Abstract

( S)-3,4-Dicarboxyphenylglycine (DCPG) has been tested on cloned human mGlu1–8 receptors individually expressed in AV12-664 cells co-expressing a rat glutamate/aspartate transporter and shown to be a potent and selective mGlu8a receptor agonist (EC 50 value 31±2 nM, n=3) with weaker effects on the other cloned mGlu receptors (EC 50 or IC 50 values >3.5 μM on mGlu1–7). Electrophysiological characterisation on the neonatal rat spinal cord preparation revealed that ( S)-3,4-DCPG depressed the fast component of the dorsal root-evoked ventral root potential (fDR-VRP) giving a biphasic concentration–response curve showing EC 50 values of 1.3±0.2 μM ( n=17) and 391±81 μM ( n=17) for the higher and lower affinity components, respectively.

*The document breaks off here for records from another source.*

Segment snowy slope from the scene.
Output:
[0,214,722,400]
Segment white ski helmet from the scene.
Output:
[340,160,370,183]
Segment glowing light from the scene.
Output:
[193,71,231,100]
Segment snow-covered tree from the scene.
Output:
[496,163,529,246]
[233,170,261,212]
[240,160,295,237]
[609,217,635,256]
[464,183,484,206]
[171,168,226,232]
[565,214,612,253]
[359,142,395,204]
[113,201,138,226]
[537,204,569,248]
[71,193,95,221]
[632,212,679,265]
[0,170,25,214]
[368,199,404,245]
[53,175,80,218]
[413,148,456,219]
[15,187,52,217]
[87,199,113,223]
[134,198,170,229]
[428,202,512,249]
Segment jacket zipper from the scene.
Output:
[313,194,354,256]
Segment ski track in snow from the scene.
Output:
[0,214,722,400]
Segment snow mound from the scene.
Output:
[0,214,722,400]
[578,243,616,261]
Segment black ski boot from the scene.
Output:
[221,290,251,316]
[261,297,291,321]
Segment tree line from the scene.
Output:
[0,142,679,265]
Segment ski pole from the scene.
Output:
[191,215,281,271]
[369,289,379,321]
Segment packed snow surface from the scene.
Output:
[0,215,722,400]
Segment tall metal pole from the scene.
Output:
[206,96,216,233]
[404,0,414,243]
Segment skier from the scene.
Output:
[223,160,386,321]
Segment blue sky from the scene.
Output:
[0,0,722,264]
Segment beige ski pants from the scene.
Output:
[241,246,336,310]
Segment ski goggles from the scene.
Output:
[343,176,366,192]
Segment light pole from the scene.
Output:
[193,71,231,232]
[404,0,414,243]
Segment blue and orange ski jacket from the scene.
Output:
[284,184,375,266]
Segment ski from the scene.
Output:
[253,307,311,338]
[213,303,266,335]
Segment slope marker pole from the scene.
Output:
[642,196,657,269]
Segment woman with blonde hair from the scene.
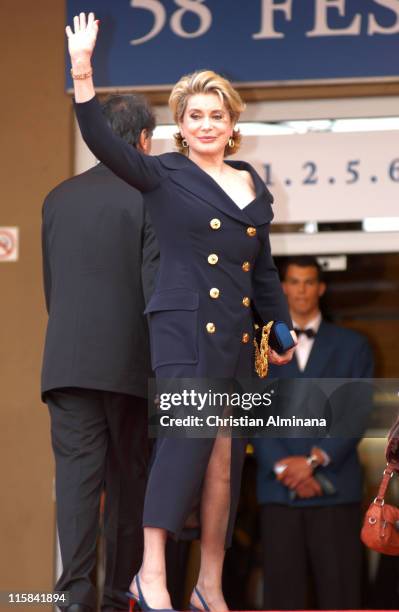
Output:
[66,13,293,612]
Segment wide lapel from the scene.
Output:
[159,153,273,225]
[303,321,332,378]
[227,160,274,226]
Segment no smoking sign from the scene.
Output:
[0,227,19,263]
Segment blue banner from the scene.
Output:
[66,0,399,89]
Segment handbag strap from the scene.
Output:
[374,463,395,506]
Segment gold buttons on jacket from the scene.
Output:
[209,219,222,229]
[208,253,219,266]
[247,226,256,238]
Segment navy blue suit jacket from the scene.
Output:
[75,98,291,378]
[254,321,373,507]
[42,163,159,397]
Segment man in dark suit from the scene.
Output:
[254,257,373,610]
[42,95,159,612]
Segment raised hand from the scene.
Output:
[65,13,99,64]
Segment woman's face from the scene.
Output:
[179,93,234,155]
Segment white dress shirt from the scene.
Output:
[292,312,321,372]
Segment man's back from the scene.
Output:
[42,164,157,396]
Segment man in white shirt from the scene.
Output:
[254,256,373,610]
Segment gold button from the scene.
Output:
[247,226,256,238]
[208,253,219,266]
[209,219,222,229]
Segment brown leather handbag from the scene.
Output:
[361,418,399,555]
[360,463,399,555]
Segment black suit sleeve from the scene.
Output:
[75,97,167,192]
[42,201,51,312]
[141,210,159,304]
[253,234,292,329]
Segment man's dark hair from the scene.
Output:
[101,94,155,147]
[281,255,324,282]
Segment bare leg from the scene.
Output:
[191,436,231,612]
[130,527,172,610]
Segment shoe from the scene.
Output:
[188,587,209,612]
[126,574,176,612]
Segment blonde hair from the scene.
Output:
[169,70,245,156]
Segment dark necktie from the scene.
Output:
[295,327,316,338]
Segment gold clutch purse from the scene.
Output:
[254,321,274,378]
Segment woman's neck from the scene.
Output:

The receptor mediating the high-affinity component was antagonised by 200 μM ( S)-α-methyl-2-amino-4-phosphonobutyrate (MAP4, K D value 5.4±1.5 μM ( n=3)), a group III metabotropic glutamate (mGlu) receptor antagonist. The α-methyl substituted analogue of ( S)-3,4-DCPG, ( RS)-3,4-MDCPG (100 μM), antagonised the effects of ( S)-3,4-DCPG ( K D value 5.0±0.4 μM, n=3) in a similar manner to MAP4. ( S)-3,4-DCPG-induced depressions of the fDR-VRP in the low-affinity range of the concentration–response curve were potentiated by 200 μM ( S)-α-ethylglutamate (EGLU), a group II mGlu receptor antagonist, and were relatively unaffected by MAP4 (200 μM). However, depressions of the fDR-VRP mediated by the AMPA selective antagonist ( R)-3,4-DCPG were not potentiated by EGLU, suggesting that the low-affinity component of the concentration–response curve for ( S)-3,4-DCPG is not due to antagonism of postsynaptic AMPA receptors. It is suggested that the receptor responsible for mediating the high-affinity component is mGlu8. The receptor responsible for mediating the low-affinity effect of ( S)-3,4-DCPG has yet to be identified but it is unlikely to be one of the known mGlu receptors present on primary afferent terminals or an ionotropic glutamate receptor of the AMPA or NMDA subtype.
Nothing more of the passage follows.